The cured product and the optical component obtained by polymerizing the polymerizable composition containing the sulfur-containing (meth) acrylate compound of the present invention have optical properties, thermal properties, and mechanical properties (impact resistance). , And can be polymerized and molded and cured in a short time (high productivity), and has a high refractive index.

[0147]

The sulfur-containing (meth) acrylate compound of the present invention is very useful as a monomer for a photocurable polymerizable composition in applications such as optical materials and dental materials. An optical component obtained by curing the polymerizable composition has excellent optical properties, thermal properties, and mechanical properties, and has good productivity, a high refractive index, and is represented by a corrective spectacle lens. It is useful as various plastic lenses, optical information recording medium substrates, plastic substrates for liquid crystal cells, optical fiber coating materials, and the like.

Further, according to the present invention, it has become possible to provide a sulfur-containing compound represented by the formula (2), which is very useful as a raw material intermediate for synthesizing a raw material monomer for such an optical resin.

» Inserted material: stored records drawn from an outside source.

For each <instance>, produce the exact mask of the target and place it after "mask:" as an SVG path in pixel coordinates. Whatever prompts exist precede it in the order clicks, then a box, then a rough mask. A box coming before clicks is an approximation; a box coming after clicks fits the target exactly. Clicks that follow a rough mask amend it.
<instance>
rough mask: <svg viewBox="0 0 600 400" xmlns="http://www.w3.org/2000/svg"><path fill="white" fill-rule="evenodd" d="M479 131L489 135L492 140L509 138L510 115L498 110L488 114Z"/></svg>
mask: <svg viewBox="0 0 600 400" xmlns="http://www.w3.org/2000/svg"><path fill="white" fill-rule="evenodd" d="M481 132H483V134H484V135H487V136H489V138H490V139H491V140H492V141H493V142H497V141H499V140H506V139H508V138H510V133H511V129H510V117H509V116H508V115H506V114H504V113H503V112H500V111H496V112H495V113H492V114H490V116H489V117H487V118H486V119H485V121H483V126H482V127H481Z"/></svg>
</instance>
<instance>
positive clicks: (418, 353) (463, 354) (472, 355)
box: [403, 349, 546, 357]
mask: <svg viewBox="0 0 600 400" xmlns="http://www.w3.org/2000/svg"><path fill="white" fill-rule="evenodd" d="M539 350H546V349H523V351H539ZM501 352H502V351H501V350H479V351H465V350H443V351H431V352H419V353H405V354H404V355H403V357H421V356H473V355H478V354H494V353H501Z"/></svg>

 ──────────────────────────────────────────────────続 き Continuing on the front page (72) Inventor Masao Imai 580-32 Nagaura, Sodegaura-shi, Chiba In-house Mitsui Chemicals, Inc. Inventor Tadashi Okuma 580-32 Nagaura, Sodegaura-shi, Chiba Prefecture Mitsui Chemicals, Inc. (72) Inventor Rihoko 580, Nagaura, Sodegaura-shi, Chiba Prefecture 32 Inside Mitsui Chemicals, Inc. No. 32 Mitsui Chemicals, Inc.

Claims (5)

[Claims] 1. A sulfur-containing (meth) acrylate compound represented by the formula (1). Embedded image (Wherein, R ₁ and R ₂ represent a hydrogen atom or an alkyl group, and may combine with each other to form a ring, R ₃ represents a hydrogen atom or a methyl group, and X ₁ represents an oxygen atom or a sulfur atom. And m represents an integer of 0 to 3 and n represents an integer of 1 to 4) 2. A polymerizable composition containing the sulfur-containing (meth) acrylate compound according to claim 1. 3. A cured product obtained by polymerizing the polymerizable composition according to claim 2. 4. An optical component comprising the cured product according to claim 3. 5. A sulfur-containing compound represented by the formula (2). Embedded image (Wherein, R ₁ and R ₂ represent a hydrogen atom or an alkyl group, and may combine with each other to form a ring; X ₂ represents a halogen atom, a hydroxy group or a thiol group;
Represents an integer of 1 to 3, and n represents an integer of 1 to 4.)